Confusing Terminology
The terms SRE, SLI, SLO, SLA, and Error Budgets have already become a lingua franca among people working in operations and distributed systems. Yet the exact set of words is used differently, confusing their meaning. Furthermore, knowing the terms does not help one define a practical and applicable reliability approach, which is the core goal of Site Reliability Engineering (SRE).
I will provide an intuitive approach to SRE terminology in this series of letters. I will also share my experience and the practices that worked effectively to upskill smaller organisations from "we don't monitor" to "we use reliability data for decision making". I will start by defining Service Level Indicators and which of them you should collect, gradually moving into organisational challenges you will face when adopting the Site Reliability Engineering approach.
Indicators
Before defining the Service Level Indicators (SLI), it's important to note what an indicator is. Unfortunately, there is no one correct definition.

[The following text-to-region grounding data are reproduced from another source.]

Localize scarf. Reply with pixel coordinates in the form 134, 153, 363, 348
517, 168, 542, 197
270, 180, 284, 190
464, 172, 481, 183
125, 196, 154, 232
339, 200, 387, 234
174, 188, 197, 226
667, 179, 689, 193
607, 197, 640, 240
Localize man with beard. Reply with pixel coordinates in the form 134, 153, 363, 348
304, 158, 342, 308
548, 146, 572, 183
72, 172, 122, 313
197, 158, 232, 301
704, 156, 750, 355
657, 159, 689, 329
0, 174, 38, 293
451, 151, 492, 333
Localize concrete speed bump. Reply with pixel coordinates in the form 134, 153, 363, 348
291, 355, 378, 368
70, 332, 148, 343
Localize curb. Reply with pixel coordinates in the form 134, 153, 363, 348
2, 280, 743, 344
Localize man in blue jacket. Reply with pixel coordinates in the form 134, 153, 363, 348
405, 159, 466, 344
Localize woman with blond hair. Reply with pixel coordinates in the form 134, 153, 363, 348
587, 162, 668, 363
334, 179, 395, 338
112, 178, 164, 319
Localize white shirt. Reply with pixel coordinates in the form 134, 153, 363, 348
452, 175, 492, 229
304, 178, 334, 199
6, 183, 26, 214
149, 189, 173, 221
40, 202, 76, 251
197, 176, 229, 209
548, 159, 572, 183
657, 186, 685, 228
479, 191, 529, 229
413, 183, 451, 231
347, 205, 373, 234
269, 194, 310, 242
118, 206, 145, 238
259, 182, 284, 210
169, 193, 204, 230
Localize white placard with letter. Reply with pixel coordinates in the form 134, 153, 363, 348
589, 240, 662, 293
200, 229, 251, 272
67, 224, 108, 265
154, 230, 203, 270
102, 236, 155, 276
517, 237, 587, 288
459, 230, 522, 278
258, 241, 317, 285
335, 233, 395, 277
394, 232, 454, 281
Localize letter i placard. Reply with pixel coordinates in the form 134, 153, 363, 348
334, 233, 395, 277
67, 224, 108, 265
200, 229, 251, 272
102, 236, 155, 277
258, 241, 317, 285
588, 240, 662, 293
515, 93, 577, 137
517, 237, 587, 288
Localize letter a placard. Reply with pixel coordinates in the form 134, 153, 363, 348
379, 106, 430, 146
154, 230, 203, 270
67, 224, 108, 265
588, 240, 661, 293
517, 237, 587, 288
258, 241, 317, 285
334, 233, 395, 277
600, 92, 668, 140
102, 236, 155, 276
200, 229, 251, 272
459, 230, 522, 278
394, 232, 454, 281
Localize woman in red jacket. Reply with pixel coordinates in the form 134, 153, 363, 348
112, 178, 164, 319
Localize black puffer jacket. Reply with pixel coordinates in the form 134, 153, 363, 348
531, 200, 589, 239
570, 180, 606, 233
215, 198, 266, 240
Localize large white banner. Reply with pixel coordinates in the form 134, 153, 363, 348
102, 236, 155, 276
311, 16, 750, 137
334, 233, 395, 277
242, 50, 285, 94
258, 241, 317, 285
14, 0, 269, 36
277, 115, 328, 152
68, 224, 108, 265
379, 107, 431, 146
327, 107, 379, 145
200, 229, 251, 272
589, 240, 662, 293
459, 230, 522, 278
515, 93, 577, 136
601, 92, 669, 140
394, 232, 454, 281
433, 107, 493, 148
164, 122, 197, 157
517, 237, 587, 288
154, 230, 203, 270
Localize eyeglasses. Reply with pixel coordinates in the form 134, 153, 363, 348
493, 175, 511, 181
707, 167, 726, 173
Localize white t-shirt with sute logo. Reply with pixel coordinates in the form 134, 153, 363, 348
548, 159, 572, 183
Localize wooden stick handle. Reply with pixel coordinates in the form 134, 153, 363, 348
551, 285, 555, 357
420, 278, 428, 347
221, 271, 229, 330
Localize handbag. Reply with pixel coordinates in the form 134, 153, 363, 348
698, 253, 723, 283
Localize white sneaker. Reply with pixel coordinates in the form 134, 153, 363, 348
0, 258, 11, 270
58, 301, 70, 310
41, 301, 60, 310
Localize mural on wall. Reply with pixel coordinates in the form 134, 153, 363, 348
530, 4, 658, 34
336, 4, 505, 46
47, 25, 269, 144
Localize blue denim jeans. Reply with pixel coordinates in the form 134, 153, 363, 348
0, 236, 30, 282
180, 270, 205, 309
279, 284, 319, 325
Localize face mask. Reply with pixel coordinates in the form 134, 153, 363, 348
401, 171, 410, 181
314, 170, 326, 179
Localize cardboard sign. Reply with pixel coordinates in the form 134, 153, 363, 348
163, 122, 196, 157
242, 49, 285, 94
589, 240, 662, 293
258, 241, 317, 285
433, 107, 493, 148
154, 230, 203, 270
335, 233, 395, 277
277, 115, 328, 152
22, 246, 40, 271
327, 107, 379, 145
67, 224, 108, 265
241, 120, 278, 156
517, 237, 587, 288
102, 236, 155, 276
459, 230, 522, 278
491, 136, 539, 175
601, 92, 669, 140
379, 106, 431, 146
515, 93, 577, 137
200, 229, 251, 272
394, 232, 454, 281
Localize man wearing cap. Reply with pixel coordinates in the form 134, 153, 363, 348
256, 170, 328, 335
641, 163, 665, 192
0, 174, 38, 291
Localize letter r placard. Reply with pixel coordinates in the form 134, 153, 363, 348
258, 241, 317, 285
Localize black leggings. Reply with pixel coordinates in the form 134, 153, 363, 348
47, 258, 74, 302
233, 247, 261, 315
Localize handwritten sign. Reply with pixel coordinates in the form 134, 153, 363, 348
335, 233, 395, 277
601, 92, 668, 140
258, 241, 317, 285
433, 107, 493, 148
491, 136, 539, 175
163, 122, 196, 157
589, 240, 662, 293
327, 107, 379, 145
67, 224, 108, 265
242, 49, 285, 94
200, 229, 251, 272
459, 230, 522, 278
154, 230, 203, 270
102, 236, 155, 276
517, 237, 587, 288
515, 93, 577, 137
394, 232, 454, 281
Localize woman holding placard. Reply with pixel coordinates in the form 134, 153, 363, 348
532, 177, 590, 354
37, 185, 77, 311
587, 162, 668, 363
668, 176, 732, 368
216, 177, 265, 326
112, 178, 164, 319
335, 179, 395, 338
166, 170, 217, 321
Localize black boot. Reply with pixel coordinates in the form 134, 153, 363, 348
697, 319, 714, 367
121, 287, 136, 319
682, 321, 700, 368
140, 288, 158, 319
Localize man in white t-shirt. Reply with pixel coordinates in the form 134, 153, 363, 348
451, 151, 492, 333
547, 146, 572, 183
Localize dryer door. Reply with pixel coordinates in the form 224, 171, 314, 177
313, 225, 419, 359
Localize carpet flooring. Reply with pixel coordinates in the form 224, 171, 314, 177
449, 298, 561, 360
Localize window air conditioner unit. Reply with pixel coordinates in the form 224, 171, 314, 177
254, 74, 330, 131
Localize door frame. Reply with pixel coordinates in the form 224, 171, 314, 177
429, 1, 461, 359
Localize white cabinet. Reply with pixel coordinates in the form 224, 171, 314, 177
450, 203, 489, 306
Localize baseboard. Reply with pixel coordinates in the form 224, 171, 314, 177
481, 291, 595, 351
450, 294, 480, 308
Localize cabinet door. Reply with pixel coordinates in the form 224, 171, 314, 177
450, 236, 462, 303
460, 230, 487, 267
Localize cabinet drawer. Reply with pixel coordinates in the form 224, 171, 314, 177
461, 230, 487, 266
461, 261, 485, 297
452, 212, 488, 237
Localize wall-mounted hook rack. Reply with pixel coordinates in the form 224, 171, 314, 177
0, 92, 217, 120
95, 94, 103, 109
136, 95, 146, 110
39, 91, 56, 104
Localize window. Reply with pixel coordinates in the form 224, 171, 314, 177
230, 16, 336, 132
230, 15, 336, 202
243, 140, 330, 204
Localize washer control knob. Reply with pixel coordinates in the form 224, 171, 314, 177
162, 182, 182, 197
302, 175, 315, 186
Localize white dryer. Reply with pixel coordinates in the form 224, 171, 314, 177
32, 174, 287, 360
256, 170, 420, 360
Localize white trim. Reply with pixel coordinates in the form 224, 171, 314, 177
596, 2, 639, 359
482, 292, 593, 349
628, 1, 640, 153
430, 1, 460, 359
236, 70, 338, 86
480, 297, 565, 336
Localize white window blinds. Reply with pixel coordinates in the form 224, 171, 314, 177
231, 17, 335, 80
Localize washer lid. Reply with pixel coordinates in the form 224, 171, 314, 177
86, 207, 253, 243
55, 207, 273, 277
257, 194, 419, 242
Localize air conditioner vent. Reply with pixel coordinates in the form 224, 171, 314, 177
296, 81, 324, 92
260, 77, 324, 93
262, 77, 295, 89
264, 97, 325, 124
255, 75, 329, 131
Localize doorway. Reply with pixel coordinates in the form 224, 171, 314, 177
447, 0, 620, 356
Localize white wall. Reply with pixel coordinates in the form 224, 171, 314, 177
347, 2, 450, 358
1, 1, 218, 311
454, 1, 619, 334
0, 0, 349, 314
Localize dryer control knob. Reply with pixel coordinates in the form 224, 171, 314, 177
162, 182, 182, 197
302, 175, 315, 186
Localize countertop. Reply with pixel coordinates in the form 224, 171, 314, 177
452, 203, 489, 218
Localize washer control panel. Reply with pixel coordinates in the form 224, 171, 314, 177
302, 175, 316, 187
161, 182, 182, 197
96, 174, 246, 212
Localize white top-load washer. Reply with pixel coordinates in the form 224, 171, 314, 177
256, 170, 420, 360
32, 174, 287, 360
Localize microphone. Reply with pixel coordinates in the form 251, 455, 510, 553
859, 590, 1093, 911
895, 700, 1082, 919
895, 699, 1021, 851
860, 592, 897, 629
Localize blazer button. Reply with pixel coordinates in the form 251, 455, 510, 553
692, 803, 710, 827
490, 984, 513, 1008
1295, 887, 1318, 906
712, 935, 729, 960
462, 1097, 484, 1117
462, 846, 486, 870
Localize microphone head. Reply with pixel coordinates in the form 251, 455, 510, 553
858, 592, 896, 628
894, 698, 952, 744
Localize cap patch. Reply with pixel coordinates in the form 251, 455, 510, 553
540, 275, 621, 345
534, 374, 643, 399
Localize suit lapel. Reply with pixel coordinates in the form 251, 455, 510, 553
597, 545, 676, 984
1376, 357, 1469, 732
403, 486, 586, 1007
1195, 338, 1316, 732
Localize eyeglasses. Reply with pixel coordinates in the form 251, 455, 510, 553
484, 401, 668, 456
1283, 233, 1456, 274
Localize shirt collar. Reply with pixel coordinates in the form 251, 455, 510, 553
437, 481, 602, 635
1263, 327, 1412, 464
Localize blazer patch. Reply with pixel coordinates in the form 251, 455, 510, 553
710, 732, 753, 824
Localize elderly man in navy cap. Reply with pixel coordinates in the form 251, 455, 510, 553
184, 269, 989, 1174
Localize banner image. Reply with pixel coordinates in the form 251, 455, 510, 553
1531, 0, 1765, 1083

An indicator could be a gauge or meter of a specified kind. A speed indicator determines the current speed of a car. A barometer indicates the air pressure.
An indicator could also be a test substance. For example, a pH indicator is a chemical compound added in small amounts to a solution so the pH of the solution can be determined.
Yet another type of indicator is a threshold value. A waterline indicates the point on the hull of a ship or boat to which the water rises.
Sounds confusing? It does get worse because indicators could also be objective and subjective.
Subjective And Objective Indicators
Most indicators in the wild allow you to determine the value of a specific measurement. What is the current speed? What is the pH level? What is the water level? Those indicators are objective. The car's speed is either 60km/h or 80km/h. It can not be both.
Not every indicator is objective. When you read a restaurant review, you look for particular indicators: Is the food tasty? Is it expensive? Is the restaurant close to other attractions? How long do you need to wait? The answers to those questions are very subjective.
To make matters worse, in a lot of cases, one can derive subjective indicator from objective and the other way around by rephrasing the question:
What is the speed of a car? — Objective. Is the car's acceleration fast enough? — Subjective. You may want to reach a destination. You may also want to feel like a rockstar.
What is the average price of a meal in the restaurant? Objective. Is the average meal in the restaurant expensive? Subjective. The expensiveness depends on the size of your wallet and how rich you feel today.
Service Level Indicators
Alright, there are multiple definitions of indicators, and to make matters worse, some of them are objective, others subjective, and you can turn one into another. What do we do with this mess?
We start reasoning from the first principle. What is important? Why do we care about indicators to begin with?
The answer: we don't care about indicators. We care about users using our product. We care about our company's growth. We care about doing something good to other people. The things we truly care about are a) very subjective and b) measured across multiple dimensions. It would be nice to measure precisely how much good each particular service brings to our product with an excellent, unambiguous metric, but this is impossible.
From Goal To Indicator
However, quantifying a high-level goal, for example, user satisfaction, into multiple sub-goals is possible. And then quantify them even more until we get into a measurable scale that you can put an indicator on. You likely want this indicator to be objective as well to reduce the amount of ambiguity.
Can we measure user happiness? No, it's too abstract; you need to go deeper.
What makes our users happy? Many things. For example, users are happy when all the features they rely on work as expected. Can we measure that all the features work? Kind of. Not as a single "yes" or "no" question, need to go deeper.
What exactly does "work as expected" mean? Users don't see many errors, and the latency is low. Can we measure error rate and latency? Yes! We have finally got deep enough to unravel an indicator.
We have just discovered that the error rate could be used as one of the many indicators of a user's happiness because it is an objectively measurable metric. But the job doesn't stop here:
Many other different indicators make users happy. Unravelling them will require returning to the question "What makes users happy?" and going on a different path, resulting in an additional indicator.
After collecting multiple indicators, there are still a lot of nuances to consider. Some indicators may influence user happiness more than others, and others are just too hard to collect. There are tradeoffs everywhere.
The main analysis loop stays the same: Identify your key goal. For example, user satisfaction could be a good goal. Then, drill down from the goal until you hit an objective measurement. This objective measurement is your Service Level Indicator.
Summary
Indicators could be objective and subjective. They could also mean a variety of things. When thinking about Service Level Indicators, your goal should be to find objective metrics that could be tied directly to the end goal, such as user happiness. Focus on the end goal makes Service Level Indicators different from the other metrics you collect about your services.